July 16, 2012

How can eating fat make us burn fat?

It's a puzzle which can create a barrier; why do low carb eating plans encourage us to eat more fat? Don't we have more than enough of that already?

This is not a math equation. It's a word problem.
This is what comes of seeing our bodies as spreadsheets. This is why thinking of our bodies as spreadsheets does not work.

For instance, I lose best when I do 80% fat. Not everyone is going to like that, or do well on it; I average 1850 calories a day when I eat that way.

But when you consider I used to eat low fat, averaged 1200 calories a day, and couldn't lose weight for weeks on end, we see that our bodies are chemical factories; not spreadsheets.

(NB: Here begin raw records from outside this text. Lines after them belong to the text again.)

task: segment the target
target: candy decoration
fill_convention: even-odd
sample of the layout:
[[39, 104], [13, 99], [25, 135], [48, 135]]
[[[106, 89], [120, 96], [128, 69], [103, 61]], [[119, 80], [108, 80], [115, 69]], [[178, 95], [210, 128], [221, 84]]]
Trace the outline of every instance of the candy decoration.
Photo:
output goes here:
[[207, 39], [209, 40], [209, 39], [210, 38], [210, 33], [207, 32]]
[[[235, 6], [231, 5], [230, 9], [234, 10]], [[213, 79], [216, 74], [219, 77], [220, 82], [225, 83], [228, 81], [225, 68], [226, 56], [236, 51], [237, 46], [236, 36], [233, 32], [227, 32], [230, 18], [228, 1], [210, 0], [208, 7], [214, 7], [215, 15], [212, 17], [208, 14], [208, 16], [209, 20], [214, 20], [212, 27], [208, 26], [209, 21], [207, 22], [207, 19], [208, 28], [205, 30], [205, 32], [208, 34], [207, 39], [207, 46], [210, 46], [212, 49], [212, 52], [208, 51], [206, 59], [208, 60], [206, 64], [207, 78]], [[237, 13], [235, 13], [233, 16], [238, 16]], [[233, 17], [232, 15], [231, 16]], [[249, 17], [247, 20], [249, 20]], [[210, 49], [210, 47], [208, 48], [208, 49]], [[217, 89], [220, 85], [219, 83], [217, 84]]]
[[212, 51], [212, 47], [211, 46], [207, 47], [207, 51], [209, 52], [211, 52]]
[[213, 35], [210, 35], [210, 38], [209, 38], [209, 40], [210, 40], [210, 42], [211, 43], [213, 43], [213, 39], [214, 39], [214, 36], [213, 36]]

Eating fat encourages our bodies to burn fat; that is where the food energy is coming from, so our body shifts its chemical factories to burn fat as fuel.

If we eat large amounts of carbohydrates, our body sets up the chemical factories to burn carbs; only, unless we are marathon runners, we cannot burn up that many. The body then cannot burn fat because all their "factories" are set up for carbs.

If we cannot burn up all those carbs; we're stuck with them. The body has to get those sugars out of the blood, using insulin.

So the body turns them into... FAT.

That's how we got fat in the first place. It was never from eating fat.